Laryngotracheal foreign body: chicken neck bone

2019 
Laryngotracheal foreign body (LTFB) aspiration presents as an emergency, and unless diagnosed and treated promptly, a fatal outcome is almost inevitable.1 The diagnosis of occult LTFB aspiration is complex.2 The symptoms are related to the nature, size, location, and time of aspiration of the LTFB.3 Although less common than bronchial foreign bodies, LTFBs are potentially dangerous.4,5 Studies analyzing adult patients have shown that a normal swallowing reflex protects against foreign body aspiration. Some types of central nervous system dysfunction may increase the risk of foreign body aspiration: stroke, loss of consciousness, metabolic encephalopathy, alcoholism, intellectual disability, neurological and/or psychiatric diseases, seizure disorders, consumption of central depressant drugs, inhibition of the pharyngeal or cough reflex, and other disorders.6–9 Asphyxia may also develop in some patients.10–12 In the present case, a patient with severe congenital intellectual disability exhibited no signs or symptoms of LTFB aspiration.

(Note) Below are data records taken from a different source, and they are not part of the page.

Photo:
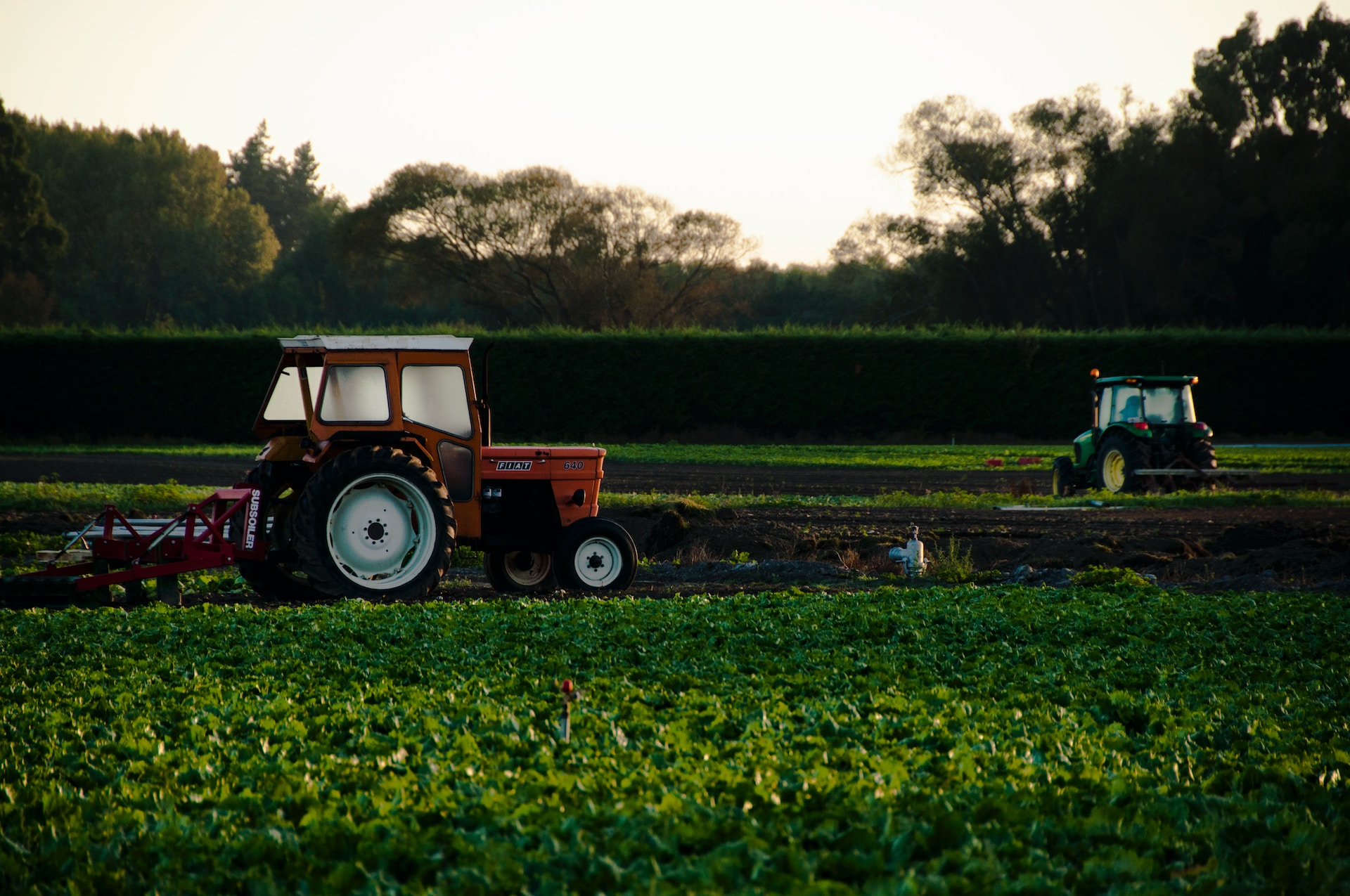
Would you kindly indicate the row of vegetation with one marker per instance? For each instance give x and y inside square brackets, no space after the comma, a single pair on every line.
[972,740]
[1297,459]
[700,387]
[84,500]
[1229,208]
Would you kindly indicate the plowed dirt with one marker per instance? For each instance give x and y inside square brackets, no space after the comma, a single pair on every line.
[689,548]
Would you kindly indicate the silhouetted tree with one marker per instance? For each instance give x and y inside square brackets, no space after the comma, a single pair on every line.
[154,231]
[30,239]
[534,246]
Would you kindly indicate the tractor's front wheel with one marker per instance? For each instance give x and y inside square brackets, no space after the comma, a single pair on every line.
[374,523]
[596,555]
[1062,478]
[520,571]
[1200,453]
[1118,457]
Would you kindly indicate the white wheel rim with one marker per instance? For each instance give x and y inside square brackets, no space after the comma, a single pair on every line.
[1113,472]
[527,570]
[381,532]
[597,561]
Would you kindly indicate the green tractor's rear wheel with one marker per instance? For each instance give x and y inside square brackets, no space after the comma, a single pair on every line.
[1062,478]
[1118,457]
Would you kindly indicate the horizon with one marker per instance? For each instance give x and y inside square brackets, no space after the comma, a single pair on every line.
[793,181]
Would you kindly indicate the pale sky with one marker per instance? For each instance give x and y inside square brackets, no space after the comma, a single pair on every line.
[771,112]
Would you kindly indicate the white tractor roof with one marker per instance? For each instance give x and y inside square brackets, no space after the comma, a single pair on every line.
[380,343]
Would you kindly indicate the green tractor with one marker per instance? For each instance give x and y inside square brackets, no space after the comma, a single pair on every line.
[1144,436]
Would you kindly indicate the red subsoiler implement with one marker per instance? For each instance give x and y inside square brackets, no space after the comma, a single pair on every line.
[211,533]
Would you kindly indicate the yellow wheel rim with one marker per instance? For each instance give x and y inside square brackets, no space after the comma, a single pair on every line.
[1113,470]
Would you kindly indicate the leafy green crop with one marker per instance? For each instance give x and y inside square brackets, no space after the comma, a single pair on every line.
[960,741]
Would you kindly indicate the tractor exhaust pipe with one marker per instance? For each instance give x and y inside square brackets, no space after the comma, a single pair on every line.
[485,410]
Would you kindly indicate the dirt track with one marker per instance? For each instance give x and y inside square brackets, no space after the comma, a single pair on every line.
[1219,547]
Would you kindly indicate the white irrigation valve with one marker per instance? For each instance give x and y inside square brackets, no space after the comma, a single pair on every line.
[911,555]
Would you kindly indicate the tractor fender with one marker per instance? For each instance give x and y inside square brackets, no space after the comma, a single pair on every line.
[345,441]
[1128,429]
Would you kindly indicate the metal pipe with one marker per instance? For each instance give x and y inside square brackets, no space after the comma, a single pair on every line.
[80,536]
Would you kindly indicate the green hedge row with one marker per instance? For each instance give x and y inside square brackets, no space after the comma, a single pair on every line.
[657,387]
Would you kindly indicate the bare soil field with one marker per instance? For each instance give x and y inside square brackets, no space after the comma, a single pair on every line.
[1254,548]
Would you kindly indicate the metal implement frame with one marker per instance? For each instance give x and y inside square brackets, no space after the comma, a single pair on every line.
[193,540]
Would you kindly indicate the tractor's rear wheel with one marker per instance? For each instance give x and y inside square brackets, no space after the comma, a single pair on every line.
[1062,478]
[377,524]
[274,579]
[596,555]
[1117,460]
[520,571]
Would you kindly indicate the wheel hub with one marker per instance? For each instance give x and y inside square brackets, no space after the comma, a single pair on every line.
[1113,472]
[598,561]
[381,532]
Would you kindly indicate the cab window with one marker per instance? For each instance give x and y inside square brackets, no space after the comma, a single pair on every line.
[355,393]
[285,403]
[435,396]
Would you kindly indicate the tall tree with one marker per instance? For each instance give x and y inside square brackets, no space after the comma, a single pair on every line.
[30,239]
[534,246]
[154,231]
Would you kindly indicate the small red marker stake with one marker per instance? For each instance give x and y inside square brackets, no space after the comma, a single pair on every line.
[570,695]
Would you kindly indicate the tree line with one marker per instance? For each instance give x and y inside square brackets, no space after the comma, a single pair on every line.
[1228,209]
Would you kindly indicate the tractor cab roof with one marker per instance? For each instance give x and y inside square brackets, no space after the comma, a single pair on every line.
[380,343]
[1149,381]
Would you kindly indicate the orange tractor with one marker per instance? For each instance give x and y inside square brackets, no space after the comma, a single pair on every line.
[378,462]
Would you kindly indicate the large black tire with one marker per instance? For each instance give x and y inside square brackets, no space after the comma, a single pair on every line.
[596,555]
[1200,453]
[1063,479]
[374,523]
[276,579]
[1118,457]
[520,571]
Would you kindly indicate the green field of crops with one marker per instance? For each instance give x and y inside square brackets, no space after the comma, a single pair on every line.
[1311,459]
[949,741]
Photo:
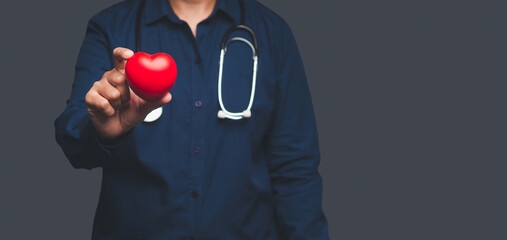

Computed tomography revealed almost complete laryngeal obstruction due to an inanimate LTFB (chicken neck bone). Laryngeal spasm secondary to foreign body aspiration contributes to the development of asphyxia, and the effort of yelling or swallowing facilitates penetration of the foreign body into the larynx and trachea while the coughing reflex becomes inefficient.13 This case is being reported because the findings could have a great impact on taking the patient’s mental condition into consideration in the presence of severe laryngeal obstruction, helping to prevent progression to agitation, suffocation, and a fatal outcome.